No matter what age when u no there is a risk to using no contraception you are asking for trouble whether u want to get pregnant or not i dont think this is a good thing to do. yeah i have done it and didnt get pregnant but i was so worried after i never did it again.

I think soon as u become sexualy "active" u shud start using the pill cuz lets face it there are times wen everyone doesnt use a condom and its good to be backed up!


----------



## nikky0907

Hun, there is a ton of birth control methods out there to use... I recommed you talk to your gyno about it.

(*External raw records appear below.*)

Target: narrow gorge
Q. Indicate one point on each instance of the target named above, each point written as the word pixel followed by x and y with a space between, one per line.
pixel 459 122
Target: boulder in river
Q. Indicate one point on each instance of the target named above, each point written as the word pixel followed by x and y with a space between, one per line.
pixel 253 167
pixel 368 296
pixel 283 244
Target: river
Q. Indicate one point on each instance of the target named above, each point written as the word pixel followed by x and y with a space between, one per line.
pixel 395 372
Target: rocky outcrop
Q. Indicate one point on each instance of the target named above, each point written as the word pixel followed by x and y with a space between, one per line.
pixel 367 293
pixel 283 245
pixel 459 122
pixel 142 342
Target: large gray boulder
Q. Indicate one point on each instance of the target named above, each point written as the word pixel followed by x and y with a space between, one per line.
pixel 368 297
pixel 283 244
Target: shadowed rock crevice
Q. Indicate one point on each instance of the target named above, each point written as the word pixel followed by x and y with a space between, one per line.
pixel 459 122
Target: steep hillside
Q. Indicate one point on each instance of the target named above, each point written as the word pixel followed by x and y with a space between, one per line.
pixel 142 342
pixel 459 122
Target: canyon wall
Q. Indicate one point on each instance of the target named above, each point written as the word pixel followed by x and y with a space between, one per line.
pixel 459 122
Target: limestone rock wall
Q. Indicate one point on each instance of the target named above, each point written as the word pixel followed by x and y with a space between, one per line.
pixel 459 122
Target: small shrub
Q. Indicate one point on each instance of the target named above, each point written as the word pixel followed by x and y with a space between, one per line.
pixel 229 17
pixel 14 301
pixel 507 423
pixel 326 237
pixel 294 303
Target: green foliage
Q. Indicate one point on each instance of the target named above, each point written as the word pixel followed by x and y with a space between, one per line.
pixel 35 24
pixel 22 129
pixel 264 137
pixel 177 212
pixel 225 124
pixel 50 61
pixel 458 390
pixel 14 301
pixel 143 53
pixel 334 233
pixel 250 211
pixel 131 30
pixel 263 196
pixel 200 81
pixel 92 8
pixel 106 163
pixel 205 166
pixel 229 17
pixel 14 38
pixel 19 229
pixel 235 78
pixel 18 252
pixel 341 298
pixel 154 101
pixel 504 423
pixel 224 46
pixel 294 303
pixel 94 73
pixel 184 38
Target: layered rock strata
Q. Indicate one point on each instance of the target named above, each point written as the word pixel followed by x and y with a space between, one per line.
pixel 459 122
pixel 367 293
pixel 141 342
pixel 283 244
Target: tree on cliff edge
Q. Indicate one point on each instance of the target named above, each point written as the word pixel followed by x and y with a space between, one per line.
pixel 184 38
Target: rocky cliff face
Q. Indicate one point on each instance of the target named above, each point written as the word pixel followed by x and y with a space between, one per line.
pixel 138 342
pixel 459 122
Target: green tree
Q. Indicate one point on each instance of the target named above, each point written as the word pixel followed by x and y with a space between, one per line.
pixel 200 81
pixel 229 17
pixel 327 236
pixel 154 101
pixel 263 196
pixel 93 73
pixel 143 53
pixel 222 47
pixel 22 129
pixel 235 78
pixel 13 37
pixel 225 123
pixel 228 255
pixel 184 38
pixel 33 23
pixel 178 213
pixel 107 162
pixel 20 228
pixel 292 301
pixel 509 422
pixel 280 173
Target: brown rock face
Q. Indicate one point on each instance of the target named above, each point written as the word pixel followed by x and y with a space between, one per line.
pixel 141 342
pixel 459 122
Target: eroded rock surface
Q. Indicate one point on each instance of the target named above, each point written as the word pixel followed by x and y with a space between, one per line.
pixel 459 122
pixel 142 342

It's not very realiable and it's only a matter of time before you 'get carried away' or slip up.


----------



## nadupoi

We used the pull out method for quite a few months, also. Luckily, I never got pregnant. But I was put on the pill as soon as I could get my mom to agree. If you're not ready to be pregnant, don't take your chances.


----------



## starah

I'm not a teen but that is how I got pregnant. And we only did that maybe 3 or 4 times.


----------



## Genna

moomin_troll said:


> I think soon as u become sexualy "active" u shud start using the pill cuz lets face it there are times wen everyone doesnt use a condom and its good to be backed up!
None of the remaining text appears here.